Saturday, June 11, 2011

Facebook & Mobile access

reading: Facebook for Educators (pdf)

I'm interested in using Facebook in my classes, I've tried using Twitter in the past, but very few of my students actually have it. But it turns out nearly every one of them uses Facebook. So its time to get with the times!
I had thought that what I would be doing was making a profile, 'friending' their profiles, and communicating through that. Fortunately, that's not necessary at all. Apparently I can create Groups and Pages on the class and subject, and they can like them which will put updates into their newsfeed. They can also edit and share information directly on the Groups and Pages, all without us having to 'friend' one another.

A particularly curious bit of information from the above brochure is this:
your students are already using Facebook on their mobile phones while at home or when riding the bus. Your teaching can reach them at these moments. That opens new doors for teaching and learning....for many urban and minority youth, a mobile device is their primary access point to the Internet.

"Urban Minority Youth" describes a huge section of the student community that we serve, and yet our campus has its WiFi access completely locked up. If you go to any of 20 NYC Parks soon, you can get free WiFi, but on our Campus, you need to bring a laptop to the IT department, and they will install a program that will negotiate wireless access. You can imagine that this doesn't always work, and more importantly, you can't access the network with anything other than a laptop. No phones, no smartphones, no iPods or iPads. As a faculty member I can't access the WiFi network on my phone. I have a laptop on loan from the IT group itself and it doesn't connect even though its supposed to. The only time I've been able to access the schools network is through a hardwired office in my computer, the Podiums bolted to the floor in the classrooms, or by taking my loaner wireless laptop and plugging it into an ethernet jack.

It'd be really great, just from a class-functional perspective, if we could do things like remind students which room Academic Scheduling has dropped us into today, or when we've moved to a computer lab or different science lab-room. If they could quickly get WiFi on their phone, we could do this. I could send a message from the classroom. They could message me as they're walking through the front gate. We could exchange electronic documents in the classroom and verify right there that it went through. These perhaps aren't critical things, but its just strikingly odd that we have our network caged up like this.
Our campus isn't very large, but its larger than a wireless router's broadcast range. So why can't we just have open-access to our network? You'd have to actually be on campus to use it, so only our students and faculty and staff would be able to do it, its not like people would be coming in off the street just to use our WiFi. If Starbucks can do it, why can't we? Heck, if all of the Parks in NYC can do it, why can't we?

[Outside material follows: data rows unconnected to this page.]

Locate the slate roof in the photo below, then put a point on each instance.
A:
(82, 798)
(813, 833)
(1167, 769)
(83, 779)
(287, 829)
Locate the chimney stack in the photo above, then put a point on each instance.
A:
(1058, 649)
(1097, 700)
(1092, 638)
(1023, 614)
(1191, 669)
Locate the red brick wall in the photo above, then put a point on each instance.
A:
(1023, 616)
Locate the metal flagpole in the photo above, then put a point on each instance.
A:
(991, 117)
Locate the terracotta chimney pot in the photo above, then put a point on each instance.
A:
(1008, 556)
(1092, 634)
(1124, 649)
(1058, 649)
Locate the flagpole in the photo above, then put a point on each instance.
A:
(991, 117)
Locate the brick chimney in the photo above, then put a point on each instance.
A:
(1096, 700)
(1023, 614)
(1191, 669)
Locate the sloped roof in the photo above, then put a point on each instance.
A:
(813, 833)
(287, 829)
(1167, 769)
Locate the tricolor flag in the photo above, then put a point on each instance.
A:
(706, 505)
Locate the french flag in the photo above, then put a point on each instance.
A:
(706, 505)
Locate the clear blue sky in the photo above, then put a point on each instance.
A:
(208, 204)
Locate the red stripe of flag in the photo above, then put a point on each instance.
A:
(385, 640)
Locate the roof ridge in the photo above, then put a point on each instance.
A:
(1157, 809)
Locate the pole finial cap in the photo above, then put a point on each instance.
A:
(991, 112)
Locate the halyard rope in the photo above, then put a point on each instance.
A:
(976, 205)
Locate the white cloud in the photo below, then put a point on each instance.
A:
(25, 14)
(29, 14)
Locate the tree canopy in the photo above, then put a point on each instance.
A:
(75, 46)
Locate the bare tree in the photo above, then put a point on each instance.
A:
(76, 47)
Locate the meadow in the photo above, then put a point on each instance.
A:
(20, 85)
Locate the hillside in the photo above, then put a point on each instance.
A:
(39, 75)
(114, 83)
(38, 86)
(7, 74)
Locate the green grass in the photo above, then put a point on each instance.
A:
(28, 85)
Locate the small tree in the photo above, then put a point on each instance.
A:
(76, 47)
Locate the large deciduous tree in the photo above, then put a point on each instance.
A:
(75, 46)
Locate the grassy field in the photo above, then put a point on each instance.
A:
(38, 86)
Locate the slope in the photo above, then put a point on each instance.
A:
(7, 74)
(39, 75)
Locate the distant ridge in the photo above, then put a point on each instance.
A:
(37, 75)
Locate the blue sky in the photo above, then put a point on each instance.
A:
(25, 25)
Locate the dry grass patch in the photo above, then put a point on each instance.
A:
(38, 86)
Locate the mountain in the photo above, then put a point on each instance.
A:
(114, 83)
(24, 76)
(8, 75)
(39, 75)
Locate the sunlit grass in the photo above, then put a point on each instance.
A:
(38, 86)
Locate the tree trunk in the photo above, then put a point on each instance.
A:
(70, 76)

We already have the infrastructure, and I seriously doubt that our campus has some sort of internet traffic cap, so maybe its time we did this.

Thursday, June 09, 2011

via Storify

E-Portfolios and Cats

re: http://nogoodreason.typepad.co.uk/no_good_reason/2011/06/eportfolios-all-thats-wrong-with-ed-tech.html

The crux of the above post is that e-portfolios were all the rage, but the fell out of favour because they add unnecessary complications, are de-socialized, have a steep learning curve, and often quickly just became ways to submit student work.

They are still alive at our campus. I don't use them and don't know anyone that uses them, but I occasionally see campus-wide-list-emails about them. Development of e-portfolios is managed by our 'Center for Advanced Technologies Training', along with many other systems, like BlackBoard, Blogs, and Wikis. Most of our faculty doesn't have their Faculty Profile webpage set up though, so I suspect that these resources are under-utilized. I know the people at our CATT and they are great, extremely helpful, so I have to think that what the above post suggests is true about a lot of electronic systems.

One comment on the above blog is interesting:
So e-portfolios are problematic if you're talking about education and learning, but in the context of schooling - the real world in which most people live, they work just fine (or as well as anything does...).
This highlights the difference between Actual Learning and Scholasticism. On the one hand our students, and this seems to be true everywhere regardless of what people say, are expected to basically jump through a set of hoops. And they approach it as such, tasks to check off in order to move up.
I was at a graduation ceremony this weekend at a high level private high school. The Valedictorian actually said just that, that they learned nothing in their school other than to use things like cliff and spark notes, and that putting work off until the night before was actually better than doing it ahead of time, not merely acceptable or sufficient but preferable because they can focus on other things to learn that are important (and he did not mean academic matters).

So it sounds like e-portfolios are great, as long as you want the same-old-same-old, or as long as you want 'top performing students' who are doing nothing.
I'll have to actually try to verify that though, maybe I need to talk to the guys over at our CATT.